CMAJ (the journal of the Canadian Medical Association) has published details of an internal document from the drug company GlaxoSmithKline that advised its staff to withhold the findings of a clinical trial in 1998 showing that the antidepressant paroxetine had no benefit in treating adolescents.
The association has publicised the document on its website in an early release of its Analysis column (www.cmaj.ca).
Last year, the drug, which is marketed as Paxil in North America and Seroxat in the United Kingdom, was banned for paediatric use in several countries because of a perceived increased risk of suicide.
The UK Medicines and Healthcare Products Regulatory Agency advised doctors last June that they should not prescribe the drug to patients under the age of 18.
The CMAJ column says the confidential document was prepared by the central medical affairs team, a division of SmithKline Beecham, the company that subsequently merged with GlaxoWellcome to form GlaxoSmithKline. The column says the document gives guidance on two clinical trials, study 329 and 377, whose results were, according to the document, “insufficiently robust” to support application to regulatory authorities for a label change approving Seroxat for use in children and adolescents.
The team recommended the firm “effectively manage the dissemination of these data in order to minimize any potential negative commercial impact.”
Study 329, conducted in the United States from 1993 to 1996, showed paroxetine to be no more effective than a placebo, while study 377 showed that the placebo was “actually more effective than the anti-depressant.”

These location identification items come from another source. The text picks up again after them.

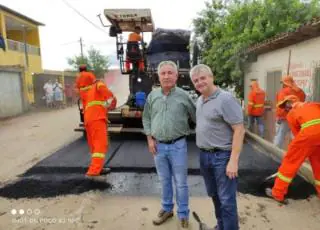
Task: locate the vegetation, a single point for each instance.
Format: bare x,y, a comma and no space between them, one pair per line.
224,29
95,61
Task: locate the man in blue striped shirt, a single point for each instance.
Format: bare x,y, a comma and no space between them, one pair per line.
165,120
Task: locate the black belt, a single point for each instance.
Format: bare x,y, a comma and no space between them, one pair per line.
212,150
171,141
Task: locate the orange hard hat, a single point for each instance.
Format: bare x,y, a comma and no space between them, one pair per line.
83,67
87,78
292,98
288,81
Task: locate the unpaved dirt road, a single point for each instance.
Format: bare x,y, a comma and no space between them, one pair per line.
28,139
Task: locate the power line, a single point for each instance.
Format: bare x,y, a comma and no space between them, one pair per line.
69,43
81,15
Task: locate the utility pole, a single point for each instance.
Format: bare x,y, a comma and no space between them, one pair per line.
81,47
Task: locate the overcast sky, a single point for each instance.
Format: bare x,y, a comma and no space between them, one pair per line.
63,26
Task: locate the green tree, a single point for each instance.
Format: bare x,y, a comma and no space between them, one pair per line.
95,61
224,31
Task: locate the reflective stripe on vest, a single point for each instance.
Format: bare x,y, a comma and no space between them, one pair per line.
85,88
255,105
280,102
258,105
310,123
284,178
92,103
98,155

The central medical affairs team's document is quoted as saying that “it would be commercially unacceptable to include a statement that efficacy had not been demonstrated, as this would undermine the profile of paroxetine.”
A spokeswoman for GlaxoSmithKline, Jill McKinlay-Morris, told the CMAJ that “the memo draws an inappropriate conclusion and is not consistent with the facts... GSK abided by all regulatory requirements for submitting safety data. We also communicated safety and efficacy data to physicians through posters, abstracts, and other publications.”